Wolf Haldenstein argued that the copyrights Ludlow registered in 1960 and 1963 to claim ownership of “We Shall Overcome,” a song that was in the public domain at least as early as 1948, was flawed. In a ruling issued late yesterday, Judge Cote agreed. In a thorough and well-reasoned decision, Judge Cote granted partial summary judgment for the Plaintiffs, ruling that the Plaintiffs “have shown that the Defendants’ 1960 and 1963 applications for a copyright in the Song were significantly flawed.” Judge Cote ruled that the changes to the melody and the song’s main verse in the 1960 and 1963 versions, compared to the work already in the public domain, were so trivial and insignificant that they were not “original” and therefore are not entitled to copyright protection. Judge Cote’s decision means that the melody and iconic verse are once again in the public domain and not subject to a copyright claim.
Apart from many other deficiencies in the copyright record, Judge Cote noted that Ludlow failed to identify the original work on which their derivative work was based, hiding the trivial differences in the pre-existing melody and well-known lyrics of the first verse. Ludlow also failed to list Pete Seeger, the songwriter who supposedly changed one of the words in the first verse, as an author in the 1960 copyright application. According to Judge Cote, the Defendants’ evidence on who actually made that trivial change was “equivocal.”

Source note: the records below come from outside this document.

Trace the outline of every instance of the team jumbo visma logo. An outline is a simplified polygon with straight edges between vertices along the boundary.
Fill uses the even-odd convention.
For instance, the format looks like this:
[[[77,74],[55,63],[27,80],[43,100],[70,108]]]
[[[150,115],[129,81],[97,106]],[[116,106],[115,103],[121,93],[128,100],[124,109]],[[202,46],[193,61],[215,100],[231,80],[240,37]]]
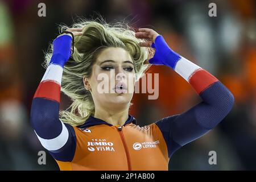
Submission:
[[[89,151],[115,151],[114,143],[107,142],[106,139],[92,139],[92,142],[88,142],[87,146]]]
[[[156,145],[159,144],[159,140],[154,142],[144,142],[142,143],[135,142],[133,144],[133,147],[135,150],[139,150],[145,148],[156,148]]]

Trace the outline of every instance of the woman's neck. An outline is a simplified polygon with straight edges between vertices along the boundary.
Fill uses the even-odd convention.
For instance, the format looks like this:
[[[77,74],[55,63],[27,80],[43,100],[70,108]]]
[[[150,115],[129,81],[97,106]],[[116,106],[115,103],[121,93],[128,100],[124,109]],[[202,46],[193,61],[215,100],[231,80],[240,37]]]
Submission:
[[[103,120],[114,126],[122,126],[128,119],[129,108],[119,111],[110,111],[95,108],[94,118]]]

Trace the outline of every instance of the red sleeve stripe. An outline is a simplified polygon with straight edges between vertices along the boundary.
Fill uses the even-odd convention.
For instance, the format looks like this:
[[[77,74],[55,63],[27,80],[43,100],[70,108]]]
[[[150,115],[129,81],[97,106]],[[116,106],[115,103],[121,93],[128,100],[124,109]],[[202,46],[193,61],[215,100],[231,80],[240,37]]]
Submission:
[[[41,82],[34,98],[43,97],[47,99],[60,101],[60,85],[56,82],[46,80]]]
[[[206,88],[218,80],[212,74],[203,69],[197,69],[190,76],[189,84],[193,86],[197,94],[200,94]]]

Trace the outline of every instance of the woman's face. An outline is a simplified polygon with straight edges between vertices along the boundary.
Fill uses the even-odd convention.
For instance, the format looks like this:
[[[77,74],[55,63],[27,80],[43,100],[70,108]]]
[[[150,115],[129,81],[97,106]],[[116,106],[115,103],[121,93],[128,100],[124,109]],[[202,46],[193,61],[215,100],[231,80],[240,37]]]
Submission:
[[[92,76],[84,78],[85,88],[91,92],[96,107],[127,108],[135,84],[133,59],[122,48],[109,47],[98,56]]]

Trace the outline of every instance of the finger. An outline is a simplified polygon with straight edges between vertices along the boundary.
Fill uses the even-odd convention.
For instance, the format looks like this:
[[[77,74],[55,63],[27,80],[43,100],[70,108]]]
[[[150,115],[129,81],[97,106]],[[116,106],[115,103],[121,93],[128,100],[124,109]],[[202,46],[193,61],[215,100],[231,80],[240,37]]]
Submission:
[[[72,32],[72,33],[73,35],[74,35],[74,36],[82,35],[82,32]]]
[[[151,39],[152,36],[146,32],[137,32],[135,33],[135,37],[138,39]]]
[[[153,42],[152,41],[141,42],[141,43],[139,43],[139,45],[141,46],[141,47],[151,47],[151,45],[152,45],[152,43]]]
[[[151,64],[150,63],[149,60],[150,59],[146,59],[146,60],[144,60],[144,62],[143,62],[143,64]]]
[[[146,32],[148,34],[150,34],[152,32],[152,31],[154,31],[152,29],[147,28],[139,28],[138,30],[139,32]]]
[[[82,31],[82,28],[70,28],[67,29],[66,31],[68,31],[69,32],[73,32],[73,31],[81,32]]]

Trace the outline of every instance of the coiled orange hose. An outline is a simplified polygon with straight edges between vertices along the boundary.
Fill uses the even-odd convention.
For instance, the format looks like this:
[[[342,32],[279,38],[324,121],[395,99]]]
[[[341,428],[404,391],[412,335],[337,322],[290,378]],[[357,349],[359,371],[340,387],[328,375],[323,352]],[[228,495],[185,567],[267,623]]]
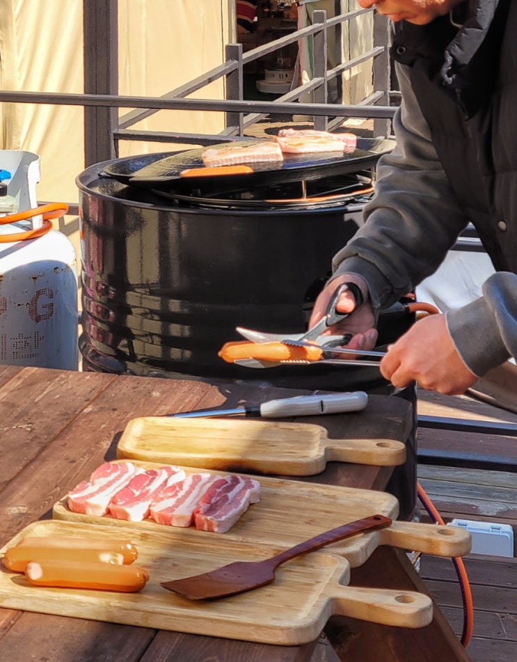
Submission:
[[[417,489],[418,498],[429,513],[431,519],[438,524],[445,524],[441,515],[420,483],[417,484]],[[455,557],[452,559],[452,562],[454,564],[458,578],[459,579],[461,597],[463,602],[463,629],[461,641],[463,648],[466,648],[470,640],[474,628],[474,604],[472,602],[472,592],[470,590],[470,584],[468,581],[468,576],[467,575],[467,571],[465,568],[463,559],[459,557]]]
[[[26,210],[24,212],[17,212],[16,214],[1,216],[0,225],[6,225],[8,223],[15,223],[17,221],[28,221],[35,216],[41,214],[43,216],[43,225],[41,228],[32,228],[24,232],[0,235],[0,244],[11,244],[13,242],[23,242],[29,239],[37,239],[38,237],[42,237],[52,229],[51,219],[64,216],[67,211],[68,205],[65,203],[51,203],[35,207],[34,209]]]

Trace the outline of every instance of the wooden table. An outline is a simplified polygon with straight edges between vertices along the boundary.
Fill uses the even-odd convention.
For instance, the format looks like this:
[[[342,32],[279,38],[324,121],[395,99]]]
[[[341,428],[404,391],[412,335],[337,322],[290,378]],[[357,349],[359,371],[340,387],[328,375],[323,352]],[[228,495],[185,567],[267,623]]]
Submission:
[[[232,407],[297,393],[243,384],[0,366],[0,546],[29,523],[49,518],[56,501],[103,460],[114,459],[117,441],[131,418]],[[390,425],[408,425],[406,402],[381,395],[372,400],[376,416],[385,414]],[[350,428],[350,420],[340,415],[317,417],[326,427],[340,423]],[[367,427],[349,432],[363,437]],[[301,480],[383,489],[390,474],[386,468],[329,463],[323,473]],[[353,569],[351,583],[427,592],[405,553],[389,547],[379,548]],[[294,647],[0,609],[0,659],[447,662],[469,658],[436,608],[433,622],[417,630],[333,617],[319,640]]]

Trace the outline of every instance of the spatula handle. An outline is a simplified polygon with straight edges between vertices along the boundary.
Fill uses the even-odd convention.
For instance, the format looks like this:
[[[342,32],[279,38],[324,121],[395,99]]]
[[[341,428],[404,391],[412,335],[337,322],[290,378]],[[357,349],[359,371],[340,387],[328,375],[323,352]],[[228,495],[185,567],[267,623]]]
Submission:
[[[319,535],[310,538],[309,540],[305,540],[299,545],[290,547],[276,556],[271,557],[269,560],[273,568],[277,568],[282,563],[285,563],[296,556],[300,556],[301,554],[314,551],[316,549],[319,549],[320,547],[324,547],[325,545],[337,542],[338,540],[342,540],[359,533],[366,533],[369,531],[386,528],[391,523],[391,519],[389,517],[385,517],[383,515],[372,515],[369,517],[358,519],[348,524],[343,524],[342,526],[338,526],[337,528],[331,529],[330,531],[326,531],[324,533],[320,533]]]

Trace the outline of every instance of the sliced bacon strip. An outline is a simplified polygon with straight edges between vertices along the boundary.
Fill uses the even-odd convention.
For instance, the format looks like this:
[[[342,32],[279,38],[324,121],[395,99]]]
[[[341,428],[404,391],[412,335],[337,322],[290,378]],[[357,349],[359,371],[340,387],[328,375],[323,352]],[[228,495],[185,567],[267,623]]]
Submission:
[[[81,481],[68,493],[68,507],[86,515],[105,515],[113,496],[134,476],[143,471],[131,462],[104,462],[95,469],[89,480]]]
[[[194,513],[196,528],[225,533],[250,503],[260,500],[260,484],[248,476],[232,474],[213,482]]]
[[[161,466],[139,473],[113,496],[109,512],[116,519],[141,521],[148,517],[153,498],[184,478],[185,472],[179,466]]]
[[[191,473],[184,480],[166,487],[151,503],[151,519],[159,524],[190,526],[198,502],[219,478],[210,473]]]
[[[241,163],[276,162],[283,159],[280,145],[273,140],[257,141],[253,145],[228,143],[209,147],[201,155],[203,164],[207,168]]]
[[[274,139],[284,152],[353,152],[357,136],[351,133],[331,133],[315,129],[280,129]],[[342,145],[340,145],[342,143]]]

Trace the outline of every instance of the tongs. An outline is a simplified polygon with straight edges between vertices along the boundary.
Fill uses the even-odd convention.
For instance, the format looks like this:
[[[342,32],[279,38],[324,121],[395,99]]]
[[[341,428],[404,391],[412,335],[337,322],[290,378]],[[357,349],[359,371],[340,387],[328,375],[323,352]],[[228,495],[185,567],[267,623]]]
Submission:
[[[247,368],[274,368],[288,364],[333,363],[339,365],[374,365],[379,367],[379,361],[354,361],[340,358],[342,354],[353,356],[383,356],[385,352],[349,349],[340,347],[346,345],[351,336],[322,335],[329,326],[348,317],[349,313],[338,313],[336,304],[342,293],[349,290],[356,300],[356,308],[363,304],[360,288],[353,283],[339,287],[331,299],[325,315],[305,333],[285,336],[267,333],[238,326],[237,331],[246,341],[226,342],[219,352],[219,356],[228,363]]]

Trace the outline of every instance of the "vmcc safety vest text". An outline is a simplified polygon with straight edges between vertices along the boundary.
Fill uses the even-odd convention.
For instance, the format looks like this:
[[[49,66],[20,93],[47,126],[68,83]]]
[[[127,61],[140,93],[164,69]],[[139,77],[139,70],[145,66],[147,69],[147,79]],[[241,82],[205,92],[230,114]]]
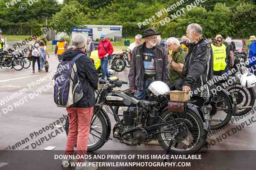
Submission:
[[[56,45],[58,47],[58,49],[57,51],[57,54],[58,55],[61,55],[62,53],[66,51],[66,46],[67,42],[57,42]]]
[[[213,70],[224,70],[227,66],[226,46],[222,44],[220,47],[217,47],[212,44],[211,45],[213,52]]]
[[[93,51],[91,53],[90,58],[92,58],[94,61],[94,65],[96,70],[98,70],[100,67],[100,59],[98,56],[98,51],[97,50]]]

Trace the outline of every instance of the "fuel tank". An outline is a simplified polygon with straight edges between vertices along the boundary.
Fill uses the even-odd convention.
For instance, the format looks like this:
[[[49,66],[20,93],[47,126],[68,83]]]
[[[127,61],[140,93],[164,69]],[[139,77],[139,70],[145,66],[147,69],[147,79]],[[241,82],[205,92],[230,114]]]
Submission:
[[[105,104],[109,106],[136,106],[139,100],[127,92],[113,92],[106,96]]]

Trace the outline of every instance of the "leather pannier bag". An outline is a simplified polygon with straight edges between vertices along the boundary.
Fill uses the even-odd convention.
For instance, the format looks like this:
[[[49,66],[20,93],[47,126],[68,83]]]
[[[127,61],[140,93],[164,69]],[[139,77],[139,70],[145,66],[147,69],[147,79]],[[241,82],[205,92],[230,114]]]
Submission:
[[[168,102],[169,111],[178,112],[184,112],[185,103],[182,101],[169,101]]]

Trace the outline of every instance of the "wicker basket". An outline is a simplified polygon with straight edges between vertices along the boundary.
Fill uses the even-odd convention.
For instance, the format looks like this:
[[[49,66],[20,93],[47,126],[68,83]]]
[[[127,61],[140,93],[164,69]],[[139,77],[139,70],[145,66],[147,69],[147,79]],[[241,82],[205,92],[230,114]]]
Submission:
[[[170,92],[170,100],[178,101],[186,101],[190,99],[189,92],[174,90]]]

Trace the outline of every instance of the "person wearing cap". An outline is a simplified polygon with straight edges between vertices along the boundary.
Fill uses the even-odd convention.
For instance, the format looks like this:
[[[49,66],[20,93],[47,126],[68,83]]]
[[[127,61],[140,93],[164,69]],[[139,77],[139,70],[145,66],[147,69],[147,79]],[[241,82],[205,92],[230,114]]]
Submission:
[[[58,56],[59,61],[61,62],[61,54],[67,50],[68,44],[65,41],[64,37],[62,37],[60,40],[57,42],[55,47],[55,56]]]
[[[128,57],[128,60],[129,60],[129,62],[131,61],[131,57],[132,56],[132,50],[135,47],[141,44],[142,40],[141,38],[142,37],[142,35],[140,34],[136,35],[135,36],[135,41],[130,44],[130,45],[128,47],[127,56]]]
[[[100,59],[100,66],[102,72],[101,79],[105,79],[105,76],[110,77],[109,73],[108,71],[108,57],[112,54],[114,48],[109,40],[105,38],[105,34],[103,33],[100,35],[101,40],[98,45],[99,57]]]
[[[225,72],[227,73],[228,71],[228,60],[230,60],[231,62],[231,65],[233,66],[234,65],[234,55],[233,52],[233,45],[232,45],[231,42],[232,39],[229,36],[227,36],[225,39],[225,41],[222,42],[222,43],[225,45],[226,46],[226,51],[227,52],[227,58],[226,58],[226,61],[227,64],[227,65],[225,68]]]
[[[225,73],[227,65],[226,59],[228,57],[228,48],[222,44],[222,37],[221,35],[217,35],[214,42],[211,45],[212,48],[213,55],[213,74],[221,76]]]
[[[251,36],[249,40],[252,42],[248,56],[250,61],[249,66],[251,67],[250,72],[256,76],[256,37],[254,35]]]
[[[30,47],[29,52],[31,53],[31,57],[32,58],[32,68],[33,69],[32,72],[35,73],[35,65],[36,62],[37,63],[38,66],[38,72],[43,71],[43,70],[41,69],[40,66],[40,58],[41,56],[41,53],[39,51],[39,42],[40,40],[38,39],[37,39],[36,40],[35,43],[32,44]]]
[[[152,28],[144,31],[145,42],[133,48],[128,77],[130,88],[140,100],[145,99],[146,90],[155,81],[169,84],[167,52],[157,44],[157,33]]]
[[[2,34],[0,34],[0,52],[3,51],[4,45],[4,40],[2,39]]]
[[[83,85],[84,95],[77,102],[67,108],[69,122],[68,135],[67,139],[65,155],[73,155],[76,144],[77,155],[84,155],[87,153],[87,144],[91,127],[91,121],[95,104],[94,91],[98,88],[99,77],[92,62],[84,52],[86,49],[87,39],[84,34],[77,34],[72,36],[72,44],[75,47],[62,53],[62,61],[71,60],[78,54],[82,55],[76,62],[79,80]],[[73,48],[73,47],[72,47]],[[86,162],[81,158],[77,162]],[[62,160],[62,163],[70,162],[70,159]],[[88,168],[88,169],[87,169]],[[96,170],[96,166],[89,167],[77,166],[78,169]]]

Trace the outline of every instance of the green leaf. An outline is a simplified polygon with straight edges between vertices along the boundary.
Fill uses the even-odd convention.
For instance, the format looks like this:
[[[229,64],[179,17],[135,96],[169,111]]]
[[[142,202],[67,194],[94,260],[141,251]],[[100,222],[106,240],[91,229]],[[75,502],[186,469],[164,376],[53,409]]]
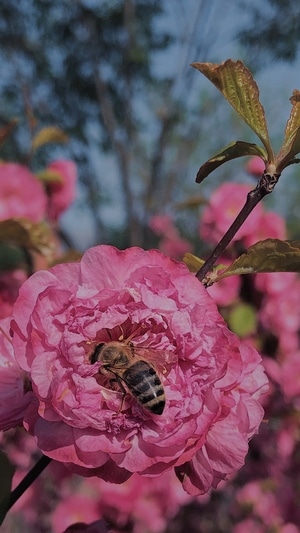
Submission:
[[[198,272],[199,268],[205,263],[203,259],[197,257],[196,255],[186,252],[183,256],[183,262],[186,264],[190,272]]]
[[[239,337],[248,337],[256,330],[257,314],[252,305],[245,303],[236,305],[226,320],[230,329]]]
[[[45,144],[65,143],[68,140],[68,136],[57,126],[46,126],[34,136],[31,147],[32,150],[36,150]]]
[[[300,91],[297,89],[293,91],[290,102],[292,109],[286,123],[283,145],[276,156],[279,172],[300,152]]]
[[[236,159],[237,157],[243,157],[247,155],[258,155],[264,161],[267,161],[268,155],[265,150],[257,144],[248,143],[245,141],[234,141],[225,148],[222,148],[220,152],[212,156],[208,161],[206,161],[198,170],[196,182],[201,183],[204,178],[206,178],[211,172],[216,168],[231,159]]]
[[[300,272],[300,241],[259,241],[219,273],[216,281],[228,276],[257,272]]]
[[[260,138],[268,159],[274,154],[270,144],[265,112],[259,100],[259,90],[253,76],[242,61],[227,59],[224,63],[192,63],[223,94],[232,107]]]
[[[44,183],[63,183],[62,175],[51,169],[45,169],[35,174]]]
[[[0,221],[0,242],[11,242],[34,250],[49,261],[54,257],[56,250],[51,228],[45,222],[31,222],[26,218]]]
[[[2,524],[10,498],[12,478],[15,472],[14,466],[10,463],[8,457],[0,451],[0,524]]]

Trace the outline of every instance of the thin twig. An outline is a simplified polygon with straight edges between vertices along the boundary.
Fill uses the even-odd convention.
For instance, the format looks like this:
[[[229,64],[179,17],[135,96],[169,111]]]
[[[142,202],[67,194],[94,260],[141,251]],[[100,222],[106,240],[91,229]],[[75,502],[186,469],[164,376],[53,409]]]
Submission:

Wolf Haldenstein partners Randy Newman and Mark Rifkin and associate Gloria Melwani successfully argued the copyright’s invalidity. Mr. Newman stated “We are extremely pleased with the court’s ruling today giving this iconic Civil Rights song back to the public. We were able to prove that any contribution the defendants made to the song – as to which the evidence was equivocal at best – lacked originality and was not copyrightable.”
Founded in 1888, Wolf Haldenstein has extensive experience in the prosecution of complex class actions in state and federal trial and appellate courts across the country. The firm’s attorneys have expertise in various practice areas, including federal civil rights litigation. Wolf Haldenstein’s reputation and expertise in class litigation has been repeatedly recognized by the courts, which have appointed it to major positions in complex multi-district and consolidated litigations.